What puzzles me is how people can so easily claim to weigh all the evidence to produce a verdict worthy of passionate assent.  For all we know, for every terrorist, maybe there’s a religious organization feeding the hungry.  For every misogynist religious leader, maybe there’s a religious group building a school for girls.  For every guilt-inducing sermon, maybe there’s a person feeling self-worth for the first time.  For every intolerant bigot, maybe someone else is inspired to feel love and compassion for everyone.

I’m not claiming that religion’s goodness and badness are a wash.  I can’t know that, either.  I’m claiming that none of us really know how to answer the question of whether religion does more harm than good.  We don’t know what evidence to seek out and we wouldn’t know how to weigh it even if we did have all the evidence.  The most rational response is to withhold judgment.

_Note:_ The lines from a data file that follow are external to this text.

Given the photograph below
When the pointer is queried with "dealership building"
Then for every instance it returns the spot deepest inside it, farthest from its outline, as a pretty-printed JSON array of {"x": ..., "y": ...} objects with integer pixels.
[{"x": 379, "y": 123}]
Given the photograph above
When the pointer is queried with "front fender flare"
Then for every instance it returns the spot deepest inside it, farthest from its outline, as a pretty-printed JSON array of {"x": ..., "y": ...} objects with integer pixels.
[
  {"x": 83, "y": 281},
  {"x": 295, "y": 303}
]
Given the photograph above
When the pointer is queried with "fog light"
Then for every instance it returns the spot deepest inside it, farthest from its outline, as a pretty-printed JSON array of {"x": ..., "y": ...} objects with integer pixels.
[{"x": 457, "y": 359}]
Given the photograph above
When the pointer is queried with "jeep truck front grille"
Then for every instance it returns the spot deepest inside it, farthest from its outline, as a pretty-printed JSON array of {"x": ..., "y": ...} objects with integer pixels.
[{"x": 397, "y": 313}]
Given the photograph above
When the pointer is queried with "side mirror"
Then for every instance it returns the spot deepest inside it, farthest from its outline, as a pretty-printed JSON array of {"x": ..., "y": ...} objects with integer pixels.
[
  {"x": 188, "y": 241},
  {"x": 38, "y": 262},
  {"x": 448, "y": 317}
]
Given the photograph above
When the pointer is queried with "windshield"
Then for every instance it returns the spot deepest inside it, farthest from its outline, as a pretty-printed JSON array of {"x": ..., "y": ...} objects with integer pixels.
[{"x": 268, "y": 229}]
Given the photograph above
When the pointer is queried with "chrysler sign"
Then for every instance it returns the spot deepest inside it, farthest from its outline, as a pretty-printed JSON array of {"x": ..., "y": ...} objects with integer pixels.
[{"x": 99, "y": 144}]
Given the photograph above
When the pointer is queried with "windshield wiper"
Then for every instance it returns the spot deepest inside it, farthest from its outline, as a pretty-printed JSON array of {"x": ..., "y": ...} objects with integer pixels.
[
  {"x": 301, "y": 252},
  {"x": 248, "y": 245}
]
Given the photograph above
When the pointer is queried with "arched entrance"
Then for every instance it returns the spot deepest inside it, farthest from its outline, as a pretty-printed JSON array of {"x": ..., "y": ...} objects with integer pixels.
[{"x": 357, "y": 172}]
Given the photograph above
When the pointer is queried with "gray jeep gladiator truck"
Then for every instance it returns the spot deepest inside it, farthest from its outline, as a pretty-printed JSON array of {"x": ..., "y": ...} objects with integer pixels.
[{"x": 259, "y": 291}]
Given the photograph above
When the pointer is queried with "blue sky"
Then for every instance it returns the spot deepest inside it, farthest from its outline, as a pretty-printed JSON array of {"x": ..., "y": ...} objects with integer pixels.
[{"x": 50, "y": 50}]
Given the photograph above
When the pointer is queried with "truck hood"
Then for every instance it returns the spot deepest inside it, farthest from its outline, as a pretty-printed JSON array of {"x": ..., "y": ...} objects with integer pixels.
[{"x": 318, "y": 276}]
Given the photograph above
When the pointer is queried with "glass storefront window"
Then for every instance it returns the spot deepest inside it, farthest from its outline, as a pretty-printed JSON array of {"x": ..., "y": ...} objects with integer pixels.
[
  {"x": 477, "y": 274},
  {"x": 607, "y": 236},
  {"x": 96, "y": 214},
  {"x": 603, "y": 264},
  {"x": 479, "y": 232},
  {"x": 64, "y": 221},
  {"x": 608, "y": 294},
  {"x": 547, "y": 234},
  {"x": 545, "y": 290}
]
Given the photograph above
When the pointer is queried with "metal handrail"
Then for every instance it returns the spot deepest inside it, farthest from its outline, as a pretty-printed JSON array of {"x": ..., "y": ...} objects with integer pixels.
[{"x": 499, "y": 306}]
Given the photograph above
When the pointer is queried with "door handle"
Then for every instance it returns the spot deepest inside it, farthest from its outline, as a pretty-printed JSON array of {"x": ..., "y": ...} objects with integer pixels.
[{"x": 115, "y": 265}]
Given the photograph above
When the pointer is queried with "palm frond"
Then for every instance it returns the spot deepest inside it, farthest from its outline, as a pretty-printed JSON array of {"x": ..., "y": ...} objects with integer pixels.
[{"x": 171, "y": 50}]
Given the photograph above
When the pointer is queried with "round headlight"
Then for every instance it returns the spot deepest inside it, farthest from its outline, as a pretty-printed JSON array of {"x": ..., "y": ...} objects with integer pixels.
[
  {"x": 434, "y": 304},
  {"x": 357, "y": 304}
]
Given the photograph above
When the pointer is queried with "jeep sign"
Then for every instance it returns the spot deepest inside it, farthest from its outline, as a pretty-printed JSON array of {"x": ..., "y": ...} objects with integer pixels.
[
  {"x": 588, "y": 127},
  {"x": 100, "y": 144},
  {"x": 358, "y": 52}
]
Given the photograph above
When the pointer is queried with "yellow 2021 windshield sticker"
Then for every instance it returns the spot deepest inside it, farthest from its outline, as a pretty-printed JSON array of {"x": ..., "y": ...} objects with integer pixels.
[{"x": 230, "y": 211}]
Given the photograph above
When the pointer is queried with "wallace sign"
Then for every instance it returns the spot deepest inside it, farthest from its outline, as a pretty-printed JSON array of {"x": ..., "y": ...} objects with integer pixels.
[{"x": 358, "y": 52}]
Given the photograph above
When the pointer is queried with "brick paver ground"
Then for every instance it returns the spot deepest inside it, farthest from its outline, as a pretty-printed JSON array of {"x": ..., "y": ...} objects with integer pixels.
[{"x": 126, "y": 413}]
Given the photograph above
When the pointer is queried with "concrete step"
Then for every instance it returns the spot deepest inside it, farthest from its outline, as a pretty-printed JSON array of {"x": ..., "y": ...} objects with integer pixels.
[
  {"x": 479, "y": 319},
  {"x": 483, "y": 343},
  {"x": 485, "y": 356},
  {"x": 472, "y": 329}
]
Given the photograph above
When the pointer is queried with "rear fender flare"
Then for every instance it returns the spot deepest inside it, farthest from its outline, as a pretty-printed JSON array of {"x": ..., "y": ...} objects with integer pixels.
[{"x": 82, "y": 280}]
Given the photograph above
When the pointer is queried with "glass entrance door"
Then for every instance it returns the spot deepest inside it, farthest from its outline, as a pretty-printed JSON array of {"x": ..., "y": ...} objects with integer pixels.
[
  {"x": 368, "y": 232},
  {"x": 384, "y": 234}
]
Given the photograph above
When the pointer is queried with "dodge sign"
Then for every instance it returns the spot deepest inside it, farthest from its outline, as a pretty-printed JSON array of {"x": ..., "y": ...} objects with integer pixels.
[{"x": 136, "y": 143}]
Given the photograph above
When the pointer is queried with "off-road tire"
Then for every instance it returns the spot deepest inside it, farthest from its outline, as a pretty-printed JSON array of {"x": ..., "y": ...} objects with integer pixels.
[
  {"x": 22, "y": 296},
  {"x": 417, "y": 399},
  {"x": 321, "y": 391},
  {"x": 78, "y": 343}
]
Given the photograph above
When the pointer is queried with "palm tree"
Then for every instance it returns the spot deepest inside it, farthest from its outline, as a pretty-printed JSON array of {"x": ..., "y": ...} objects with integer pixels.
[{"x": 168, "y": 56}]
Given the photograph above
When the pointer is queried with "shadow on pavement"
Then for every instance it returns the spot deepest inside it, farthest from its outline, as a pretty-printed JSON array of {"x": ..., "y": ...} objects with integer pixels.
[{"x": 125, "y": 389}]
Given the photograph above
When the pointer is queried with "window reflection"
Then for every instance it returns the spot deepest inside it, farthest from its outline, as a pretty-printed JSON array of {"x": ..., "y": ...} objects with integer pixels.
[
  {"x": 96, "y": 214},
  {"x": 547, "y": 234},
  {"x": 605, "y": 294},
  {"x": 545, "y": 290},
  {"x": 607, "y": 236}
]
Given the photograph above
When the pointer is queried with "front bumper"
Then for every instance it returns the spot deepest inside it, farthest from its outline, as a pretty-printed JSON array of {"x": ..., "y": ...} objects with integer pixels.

(For my more personal reflections on this topic, see Part 2.)

1 comment:

  1. I should add that some even more basic problems with the question are that it's not entirely clear what counts as "religion" (as any scholar of religious studies or philosophy of religion can tell you). I'm also not being clear about what I think counts as "good" and "bad" for humanity. My assumptions for the sake of this post are that religion involves some sort of belief or practice involving the supernatural (itself an unclear term) and a belief in an afterlife (again, given that it's at least logically possible, if not physically possible, to download consciousness into electronic brains, this isn't clear either). On goodness and badness I'm basically assuming a quasi-Aristotelian notion of human flourishing (again, controversial). With the meaning of these basic terms as fluid as they are, the question may be poorly formed from the beginning, and hence, impossible to answer.